LDAP & Identity Management Footguns

  1. Binding to LDAP over plaintext (ldap:// without STARTTLS). Credentials are sent in the clear. Anyone with a packet sniffer on the network can capture bind DN passwords and user passwords during authentication. This includes SSSD service account credentials. Fix: Always use ldaps:// (port 636) or ldap:// with ldap_id_use_start_tls = true in sssd.conf. Verify with tcpdump -i any port 389 -A — if you see readable text, it is not encrypted.

    War story: A 2024 USENIX study found 526 internet-facing LDAP servers leaking passwords in plaintext, including admin accounts. STARTTLS is also vulnerable to downgrade attacks — an active attacker can strip the STARTTLS upgrade and keep the connection plaintext. Prefer ldaps:// (implicit TLS) over STARTTLS when possible.

  2. Getting PAM module order wrong. You put pam_unix.so with sufficient before pam_sss.so. Local accounts work, but SSSD users cannot log in because PAM stops processing after the first sufficient module succeeds (or skips to the next required on failure). Order is everything. Fix: Understand the PAM control flags (required, sufficient, requisite, optional). Use authselect on RHEL 8+ to manage PAM configs instead of hand-editing. Test with pamtester before deploying changes.

  3. Forgetting to clear SSSD cache after LDAP changes.
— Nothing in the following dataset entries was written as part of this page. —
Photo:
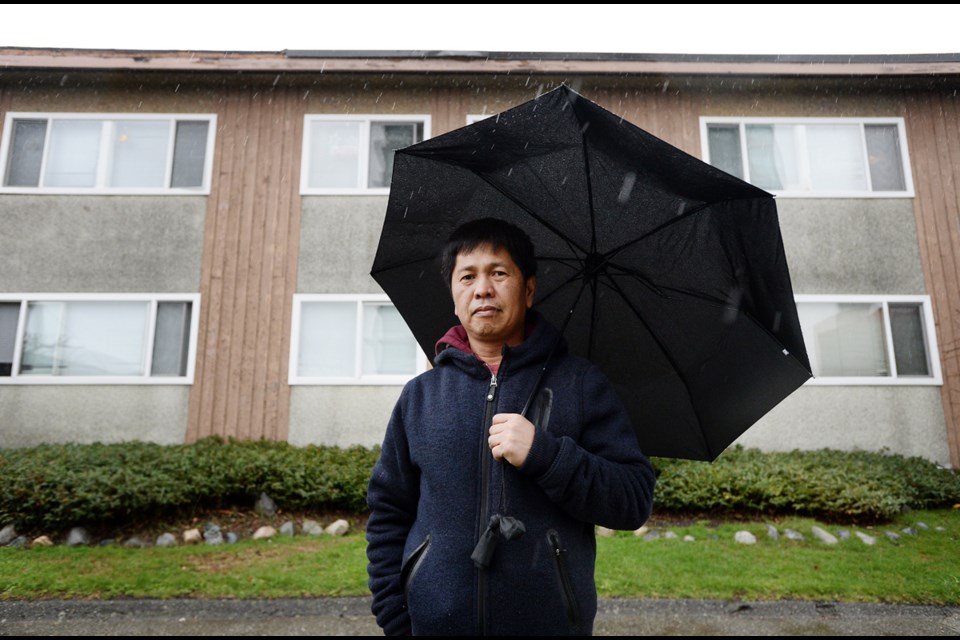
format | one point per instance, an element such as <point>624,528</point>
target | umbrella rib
<point>570,243</point>
<point>686,214</point>
<point>666,353</point>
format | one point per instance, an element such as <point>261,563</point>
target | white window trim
<point>477,117</point>
<point>363,159</point>
<point>204,189</point>
<point>930,335</point>
<point>362,380</point>
<point>153,298</point>
<point>908,192</point>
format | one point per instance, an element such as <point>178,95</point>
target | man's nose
<point>483,288</point>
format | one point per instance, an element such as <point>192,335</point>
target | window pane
<point>772,155</point>
<point>844,339</point>
<point>388,345</point>
<point>189,154</point>
<point>385,138</point>
<point>85,338</point>
<point>73,154</point>
<point>139,153</point>
<point>171,345</point>
<point>724,143</point>
<point>884,157</point>
<point>909,345</point>
<point>328,339</point>
<point>9,315</point>
<point>26,153</point>
<point>334,154</point>
<point>836,158</point>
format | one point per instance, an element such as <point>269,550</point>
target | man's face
<point>490,296</point>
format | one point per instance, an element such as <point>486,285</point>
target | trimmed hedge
<point>827,484</point>
<point>58,486</point>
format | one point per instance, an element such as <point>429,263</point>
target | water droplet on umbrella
<point>628,181</point>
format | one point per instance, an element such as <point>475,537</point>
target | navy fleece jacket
<point>430,499</point>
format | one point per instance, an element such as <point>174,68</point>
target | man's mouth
<point>486,310</point>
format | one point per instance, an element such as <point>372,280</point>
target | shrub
<point>58,486</point>
<point>828,484</point>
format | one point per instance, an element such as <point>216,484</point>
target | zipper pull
<point>492,391</point>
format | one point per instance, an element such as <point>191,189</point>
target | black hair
<point>498,234</point>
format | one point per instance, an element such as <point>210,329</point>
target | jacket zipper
<point>485,457</point>
<point>566,588</point>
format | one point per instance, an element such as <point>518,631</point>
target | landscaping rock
<point>7,534</point>
<point>313,528</point>
<point>212,533</point>
<point>866,538</point>
<point>823,536</point>
<point>745,537</point>
<point>338,528</point>
<point>264,533</point>
<point>78,536</point>
<point>265,506</point>
<point>166,540</point>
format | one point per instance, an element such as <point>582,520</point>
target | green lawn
<point>921,569</point>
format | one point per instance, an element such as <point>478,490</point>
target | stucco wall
<point>338,240</point>
<point>902,420</point>
<point>114,244</point>
<point>97,244</point>
<point>33,415</point>
<point>340,415</point>
<point>851,246</point>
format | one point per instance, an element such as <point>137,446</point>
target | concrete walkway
<point>351,617</point>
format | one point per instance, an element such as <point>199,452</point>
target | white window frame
<point>102,189</point>
<point>360,379</point>
<point>908,192</point>
<point>24,299</point>
<point>477,117</point>
<point>363,152</point>
<point>930,336</point>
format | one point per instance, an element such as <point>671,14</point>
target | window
<point>812,157</point>
<point>477,117</point>
<point>351,339</point>
<point>354,154</point>
<point>97,339</point>
<point>107,153</point>
<point>870,339</point>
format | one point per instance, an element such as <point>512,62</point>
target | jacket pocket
<point>540,413</point>
<point>563,575</point>
<point>412,565</point>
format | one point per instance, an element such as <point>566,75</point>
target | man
<point>481,519</point>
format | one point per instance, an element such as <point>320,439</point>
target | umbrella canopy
<point>666,272</point>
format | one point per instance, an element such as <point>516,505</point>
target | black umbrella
<point>666,272</point>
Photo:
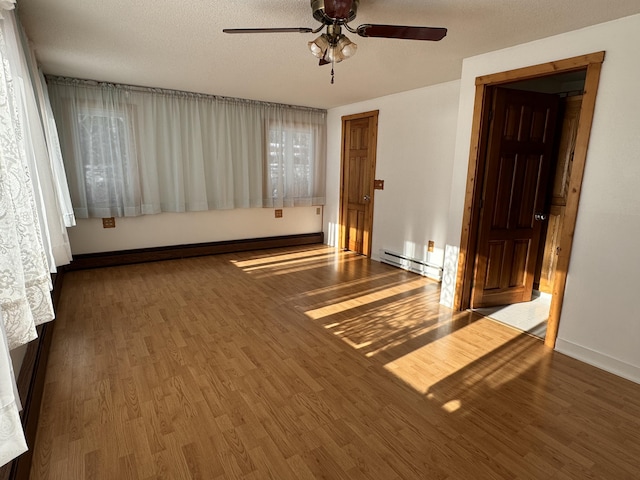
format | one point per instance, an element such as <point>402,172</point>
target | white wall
<point>600,321</point>
<point>416,139</point>
<point>165,229</point>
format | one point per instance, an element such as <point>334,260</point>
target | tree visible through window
<point>110,176</point>
<point>291,157</point>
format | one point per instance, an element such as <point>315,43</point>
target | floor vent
<point>420,267</point>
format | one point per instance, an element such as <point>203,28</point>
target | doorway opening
<point>497,267</point>
<point>357,173</point>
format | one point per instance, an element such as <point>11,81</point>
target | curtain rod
<point>80,82</point>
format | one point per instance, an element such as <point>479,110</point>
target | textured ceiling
<point>180,45</point>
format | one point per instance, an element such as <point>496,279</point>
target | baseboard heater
<point>420,267</point>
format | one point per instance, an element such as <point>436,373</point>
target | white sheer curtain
<point>132,151</point>
<point>24,268</point>
<point>42,148</point>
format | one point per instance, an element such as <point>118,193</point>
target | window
<point>132,151</point>
<point>290,160</point>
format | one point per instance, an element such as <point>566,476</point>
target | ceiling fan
<point>333,46</point>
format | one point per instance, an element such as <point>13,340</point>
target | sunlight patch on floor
<point>351,303</point>
<point>454,353</point>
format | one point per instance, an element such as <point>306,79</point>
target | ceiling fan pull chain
<point>332,63</point>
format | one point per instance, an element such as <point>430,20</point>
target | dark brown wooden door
<point>517,172</point>
<point>358,170</point>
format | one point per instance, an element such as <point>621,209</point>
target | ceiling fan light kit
<point>332,46</point>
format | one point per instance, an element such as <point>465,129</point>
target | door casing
<point>592,63</point>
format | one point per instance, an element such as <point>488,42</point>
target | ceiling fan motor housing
<point>343,11</point>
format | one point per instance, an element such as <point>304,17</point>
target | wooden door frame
<point>366,243</point>
<point>592,64</point>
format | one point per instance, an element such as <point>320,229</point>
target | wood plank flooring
<point>307,363</point>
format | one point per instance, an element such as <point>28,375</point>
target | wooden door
<point>566,147</point>
<point>518,162</point>
<point>359,134</point>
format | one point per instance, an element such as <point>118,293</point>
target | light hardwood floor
<point>306,363</point>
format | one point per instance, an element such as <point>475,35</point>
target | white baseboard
<point>604,362</point>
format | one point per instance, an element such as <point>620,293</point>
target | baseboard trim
<point>142,255</point>
<point>599,360</point>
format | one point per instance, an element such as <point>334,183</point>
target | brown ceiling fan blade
<point>268,30</point>
<point>402,31</point>
<point>338,9</point>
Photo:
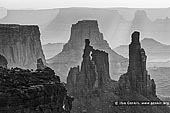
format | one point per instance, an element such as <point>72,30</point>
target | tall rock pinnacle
<point>94,72</point>
<point>21,45</point>
<point>73,50</point>
<point>137,74</point>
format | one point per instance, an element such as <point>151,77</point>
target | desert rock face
<point>139,79</point>
<point>21,45</point>
<point>96,92</point>
<point>72,50</point>
<point>3,61</point>
<point>94,72</point>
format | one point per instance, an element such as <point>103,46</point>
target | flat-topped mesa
<point>21,45</point>
<point>94,72</point>
<point>137,73</point>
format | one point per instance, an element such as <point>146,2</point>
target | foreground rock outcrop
<point>73,49</point>
<point>21,45</point>
<point>3,61</point>
<point>96,92</point>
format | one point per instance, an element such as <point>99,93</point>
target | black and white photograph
<point>84,56</point>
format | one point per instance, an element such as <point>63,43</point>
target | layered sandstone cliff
<point>72,50</point>
<point>96,92</point>
<point>21,45</point>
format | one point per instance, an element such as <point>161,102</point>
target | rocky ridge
<point>21,45</point>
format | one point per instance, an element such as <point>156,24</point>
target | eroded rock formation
<point>3,61</point>
<point>26,91</point>
<point>21,45</point>
<point>40,64</point>
<point>137,74</point>
<point>96,92</point>
<point>73,49</point>
<point>94,72</point>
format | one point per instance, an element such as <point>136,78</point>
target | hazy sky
<point>41,4</point>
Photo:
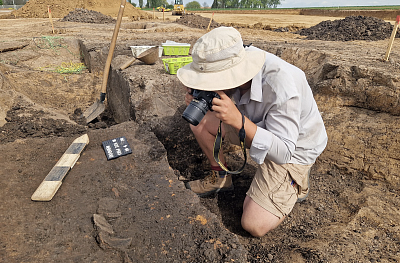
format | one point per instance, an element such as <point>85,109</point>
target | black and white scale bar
<point>116,147</point>
<point>49,186</point>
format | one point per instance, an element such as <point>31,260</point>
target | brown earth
<point>59,9</point>
<point>351,215</point>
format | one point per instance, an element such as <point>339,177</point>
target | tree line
<point>245,3</point>
<point>216,4</point>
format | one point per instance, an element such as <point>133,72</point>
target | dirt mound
<point>196,21</point>
<point>59,8</point>
<point>87,16</point>
<point>350,28</point>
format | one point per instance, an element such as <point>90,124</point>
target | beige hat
<point>221,62</point>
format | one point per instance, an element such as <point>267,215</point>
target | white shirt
<point>280,102</point>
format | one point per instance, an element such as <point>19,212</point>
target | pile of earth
<point>350,28</point>
<point>196,21</point>
<point>87,16</point>
<point>60,8</point>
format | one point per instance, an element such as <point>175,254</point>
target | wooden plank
<point>52,182</point>
<point>396,26</point>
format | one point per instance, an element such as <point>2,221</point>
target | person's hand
<point>226,110</point>
<point>188,96</point>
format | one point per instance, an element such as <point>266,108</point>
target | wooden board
<point>49,186</point>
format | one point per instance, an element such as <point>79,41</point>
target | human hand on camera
<point>188,96</point>
<point>226,110</point>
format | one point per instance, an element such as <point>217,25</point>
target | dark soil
<point>196,21</point>
<point>87,16</point>
<point>350,28</point>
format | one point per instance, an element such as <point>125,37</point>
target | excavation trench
<point>355,184</point>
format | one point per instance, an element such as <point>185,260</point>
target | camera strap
<point>218,146</point>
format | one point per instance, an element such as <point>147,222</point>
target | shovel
<point>98,107</point>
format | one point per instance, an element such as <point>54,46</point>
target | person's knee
<point>254,229</point>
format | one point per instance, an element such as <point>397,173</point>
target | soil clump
<point>87,16</point>
<point>349,29</point>
<point>197,21</point>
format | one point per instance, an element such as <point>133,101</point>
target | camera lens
<point>195,112</point>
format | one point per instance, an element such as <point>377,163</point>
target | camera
<point>198,107</point>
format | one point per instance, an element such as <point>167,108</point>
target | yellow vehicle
<point>161,8</point>
<point>179,9</point>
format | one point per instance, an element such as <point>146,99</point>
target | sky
<point>314,3</point>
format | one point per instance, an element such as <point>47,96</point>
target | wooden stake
<point>396,26</point>
<point>209,24</point>
<point>50,17</point>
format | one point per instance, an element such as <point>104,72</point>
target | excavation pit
<point>355,182</point>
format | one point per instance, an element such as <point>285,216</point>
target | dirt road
<point>351,215</point>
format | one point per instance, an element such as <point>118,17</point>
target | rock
<point>101,223</point>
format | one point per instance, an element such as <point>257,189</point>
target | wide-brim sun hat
<point>220,62</point>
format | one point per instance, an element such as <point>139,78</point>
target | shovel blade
<point>93,111</point>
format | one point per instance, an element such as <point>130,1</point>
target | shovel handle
<point>127,64</point>
<point>112,47</point>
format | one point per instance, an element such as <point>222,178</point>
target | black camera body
<point>198,107</point>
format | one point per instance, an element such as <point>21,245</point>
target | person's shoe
<point>214,182</point>
<point>303,194</point>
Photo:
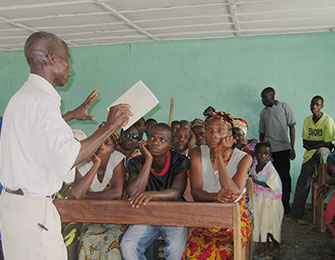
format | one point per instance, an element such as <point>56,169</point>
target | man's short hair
<point>39,44</point>
<point>318,98</point>
<point>165,127</point>
<point>268,90</point>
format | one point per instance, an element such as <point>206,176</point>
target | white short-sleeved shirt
<point>114,159</point>
<point>274,122</point>
<point>38,147</point>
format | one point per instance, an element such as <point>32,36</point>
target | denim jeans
<point>139,237</point>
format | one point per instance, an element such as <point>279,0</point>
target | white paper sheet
<point>141,100</point>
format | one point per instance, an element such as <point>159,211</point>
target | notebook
<point>141,100</point>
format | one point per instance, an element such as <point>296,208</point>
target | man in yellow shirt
<point>318,134</point>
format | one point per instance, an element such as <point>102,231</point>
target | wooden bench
<point>188,214</point>
<point>318,204</point>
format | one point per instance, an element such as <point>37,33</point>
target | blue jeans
<point>139,237</point>
<point>305,181</point>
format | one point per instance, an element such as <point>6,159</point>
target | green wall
<point>228,74</point>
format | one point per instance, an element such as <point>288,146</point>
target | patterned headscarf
<point>226,117</point>
<point>241,124</point>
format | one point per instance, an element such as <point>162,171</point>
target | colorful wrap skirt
<point>216,243</point>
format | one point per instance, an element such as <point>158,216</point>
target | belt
<point>20,192</point>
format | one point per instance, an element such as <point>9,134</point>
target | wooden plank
<point>167,213</point>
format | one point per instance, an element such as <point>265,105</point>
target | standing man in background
<point>41,151</point>
<point>274,121</point>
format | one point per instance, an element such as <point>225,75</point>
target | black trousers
<point>281,161</point>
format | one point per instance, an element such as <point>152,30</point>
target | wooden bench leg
<point>314,197</point>
<point>320,222</point>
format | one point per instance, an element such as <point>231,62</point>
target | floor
<point>303,242</point>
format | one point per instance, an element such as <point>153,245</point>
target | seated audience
<point>183,140</point>
<point>218,174</point>
<point>175,125</point>
<point>148,125</point>
<point>158,174</point>
<point>129,141</point>
<point>268,208</point>
<point>240,131</point>
<point>318,134</point>
<point>140,124</point>
<point>183,123</point>
<point>198,128</point>
<point>101,178</point>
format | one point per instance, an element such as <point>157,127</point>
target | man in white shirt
<point>40,153</point>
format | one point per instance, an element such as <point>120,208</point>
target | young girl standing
<point>268,207</point>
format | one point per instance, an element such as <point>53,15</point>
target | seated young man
<point>158,174</point>
<point>318,133</point>
<point>183,141</point>
<point>129,141</point>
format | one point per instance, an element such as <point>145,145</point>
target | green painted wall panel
<point>225,73</point>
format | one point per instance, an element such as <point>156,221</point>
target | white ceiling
<point>104,22</point>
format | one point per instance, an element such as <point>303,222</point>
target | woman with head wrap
<point>240,131</point>
<point>218,174</point>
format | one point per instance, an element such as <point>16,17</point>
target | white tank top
<point>210,179</point>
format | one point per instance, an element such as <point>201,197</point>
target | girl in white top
<point>101,178</point>
<point>218,174</point>
<point>268,207</point>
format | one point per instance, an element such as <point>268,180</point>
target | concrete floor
<point>303,242</point>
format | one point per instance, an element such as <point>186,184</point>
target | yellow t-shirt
<point>322,130</point>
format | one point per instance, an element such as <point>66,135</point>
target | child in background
<point>268,208</point>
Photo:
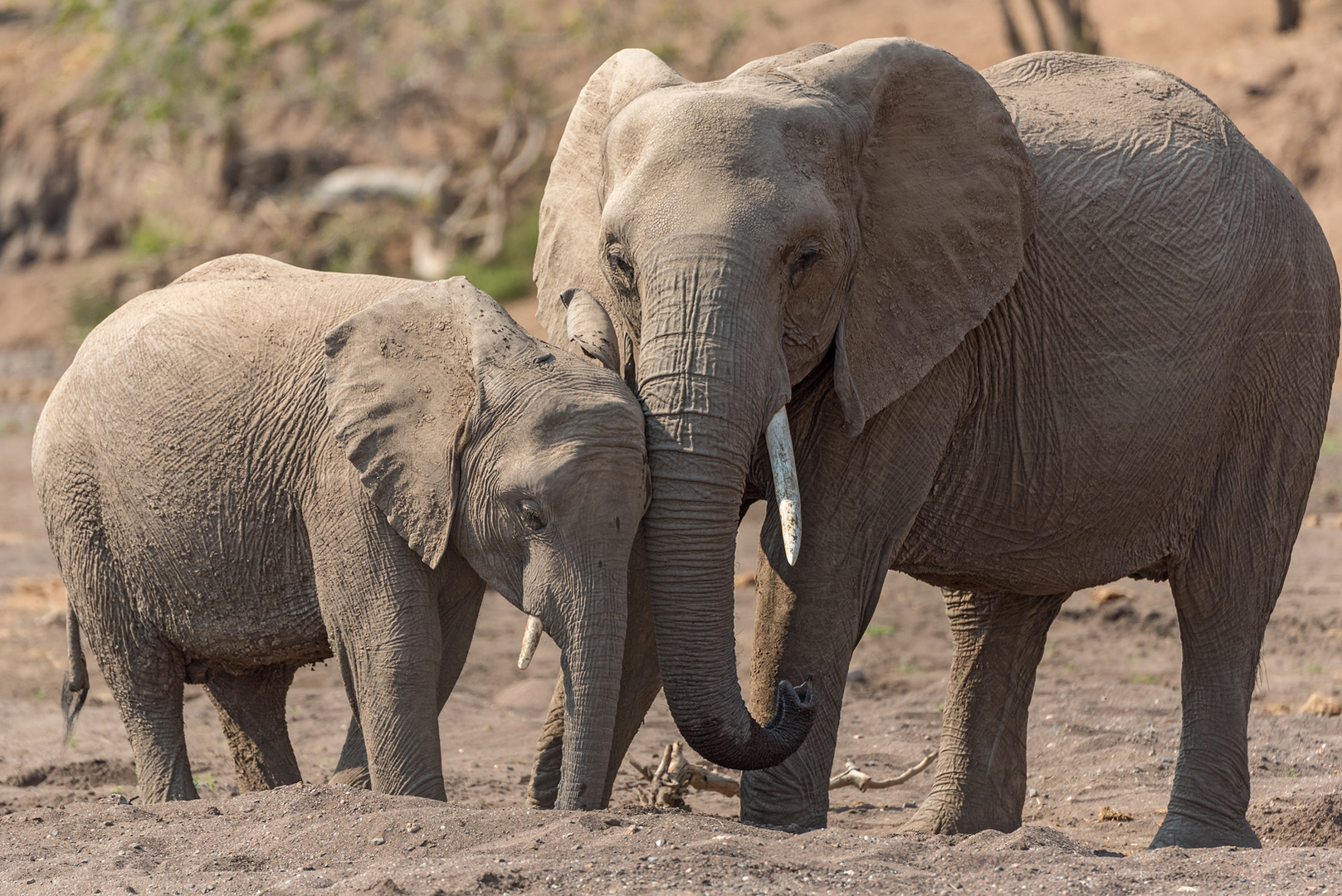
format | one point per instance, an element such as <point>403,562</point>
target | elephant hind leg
<point>998,640</point>
<point>251,711</point>
<point>1224,591</point>
<point>352,766</point>
<point>147,678</point>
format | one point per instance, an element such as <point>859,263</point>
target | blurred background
<point>412,137</point>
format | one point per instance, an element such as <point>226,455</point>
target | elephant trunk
<point>592,658</point>
<point>710,380</point>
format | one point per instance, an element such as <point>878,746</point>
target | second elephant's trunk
<point>711,374</point>
<point>592,659</point>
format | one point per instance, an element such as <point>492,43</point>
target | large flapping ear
<point>948,204</point>
<point>400,384</point>
<point>569,250</point>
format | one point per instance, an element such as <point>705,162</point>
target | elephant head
<point>472,436</point>
<point>870,202</point>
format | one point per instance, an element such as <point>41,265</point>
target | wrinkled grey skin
<point>1037,330</point>
<point>223,489</point>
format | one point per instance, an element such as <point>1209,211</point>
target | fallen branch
<point>854,777</point>
<point>674,776</point>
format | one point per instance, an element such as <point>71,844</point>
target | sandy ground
<point>1105,728</point>
<point>1105,722</point>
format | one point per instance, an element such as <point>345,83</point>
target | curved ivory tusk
<point>784,465</point>
<point>529,641</point>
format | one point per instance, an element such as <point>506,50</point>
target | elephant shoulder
<point>245,265</point>
<point>1067,100</point>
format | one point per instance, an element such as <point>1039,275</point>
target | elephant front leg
<point>980,784</point>
<point>384,624</point>
<point>641,679</point>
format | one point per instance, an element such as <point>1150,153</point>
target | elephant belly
<point>230,587</point>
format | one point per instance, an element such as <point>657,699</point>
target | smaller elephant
<point>259,467</point>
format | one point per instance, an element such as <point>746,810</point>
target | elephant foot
<point>1196,833</point>
<point>937,817</point>
<point>354,777</point>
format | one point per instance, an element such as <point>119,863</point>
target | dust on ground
<point>1103,737</point>
<point>1105,721</point>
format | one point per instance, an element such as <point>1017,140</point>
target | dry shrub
<point>38,595</point>
<point>1106,593</point>
<point>1320,704</point>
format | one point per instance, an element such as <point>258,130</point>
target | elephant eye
<point>620,265</point>
<point>532,515</point>
<point>806,259</point>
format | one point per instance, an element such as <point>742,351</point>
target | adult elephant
<point>1035,329</point>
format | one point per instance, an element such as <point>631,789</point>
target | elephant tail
<point>74,691</point>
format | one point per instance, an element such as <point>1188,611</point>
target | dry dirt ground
<point>1103,733</point>
<point>1105,719</point>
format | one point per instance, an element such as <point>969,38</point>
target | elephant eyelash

You add a user to a group in LDAP but the Linux server does not see it for hours because SSSD caches identity data. You (or the user) conclude the change did not work. Fix: Run sss_cache -u username to invalidate a specific user, or sss_cache -E to flush everything. Set reasonable cache timeouts in sssd.conf (entry_cache_timeout = 300). Document cache behavior for your team.

  4. Setting enumerate = true on large directories. SSSD tries to enumerate (list) every user and group in the directory. On Active Directory with 50,000+ accounts, this causes massive load on the LDAP server, slow logins, and high memory usage on the client. Fix: Set enumerate = false (the default) for any directory with more than a few hundred entries. Users and groups are resolved on demand, not pre-loaded.

  5. Over-permissive LDAP ACLs. The LDAP bind account used by SSSD has write access to the directory, or anonymous binds can read password hashes. An attacker who compromises any SSSD client now has keys to the kingdom. Fix: SSSD needs only read access to the user and group subtrees. Create a dedicated bind DN with minimal permissions. Disable anonymous binds. Audit LDAP ACLs annually.

  6. Not configuring pam_mkhomedir for LDAP users. A user authenticates successfully via SSSD/LDAP but lands in / because their home directory does not exist. They cannot write dotfiles, SSH keys fail, and their shell prompt is broken. Fix: Add session required pam_mkhomedir.so skel=/etc/skel/ umask=077 to the PAM session stack. On RHEL, enable oddjobd-mkhomedir via authselect enable-feature with-mkhomedir.

  7. Ignoring Kerberos clock skew. Kerberos authentication fails with cryptic errors because the client and server clocks are more than 5 minutes apart. This is the default tolerance and it is strict. Fix: Configure NTP/chrony on every machine. Verify time sync before troubleshooting Kerberos: timedatectl and chronyc tracking. If joining AD, the domain controller often serves NTP.

    Debug clue: Kerberos errors like Clock skew too great or kinit: KDC reply did not match expectations almost always mean time drift. Run date on both client and KDC and compare. The default tolerance is exactly 300 seconds (5 minutes).

  8. Leaving sssd.conf world-readable. SSSD configuration contains the LDAP bind password in plaintext. If the file permissions are not 0600, any local user can read the service account credentials. Fix: chmod 0600 /etc/sssd/sssd.conf and verify ownership is root:root. SSSD will refuse to start if permissions are wrong — this is intentional and correct behavior.

    Debug clue: If SSSD refuses to start with sssd.conf has an invalid permission in the journal, check both permissions AND ownership: stat -c '%a %U:%G' /etc/sssd/sssd.conf. Must be 0600 root:root. Ansible's copy module can silently change ownership if become_user is wrong.

  9. Testing LDAP changes in production instead of staging. You modify a PAM config or SSSD setting on a production server and lock out all LDAP users. Since you are also an LDAP user, you just locked yourself out. Fix: Always keep a local root or admin account that does not depend on LDAP (passwd in /etc/passwd). Test PAM and SSSD changes on a non-production server first. Keep an active root session open when making auth changes.

    Gotcha: Before touching PAM or SSSD config, open a second root shell and keep it alive. If you lock yourself out, that shell is your only way back in without console/BMC access. Test with pamtester in the second shell before closing your safety net.

  10. Hardcoding LDAP server IPs instead of using DNS SRV records. When an LDAP server is decommissioned or its IP changes, every client config must be manually updated. If you miss one, that server loses authentication. Fix: Use DNS SRV records for service discovery (_ldap._tcp.example.com). In sssd.conf, use dns_discovery_domain instead of ldap_uri with hardcoded IPs. This way, LDAP server changes are a DNS update, not a config change on every client.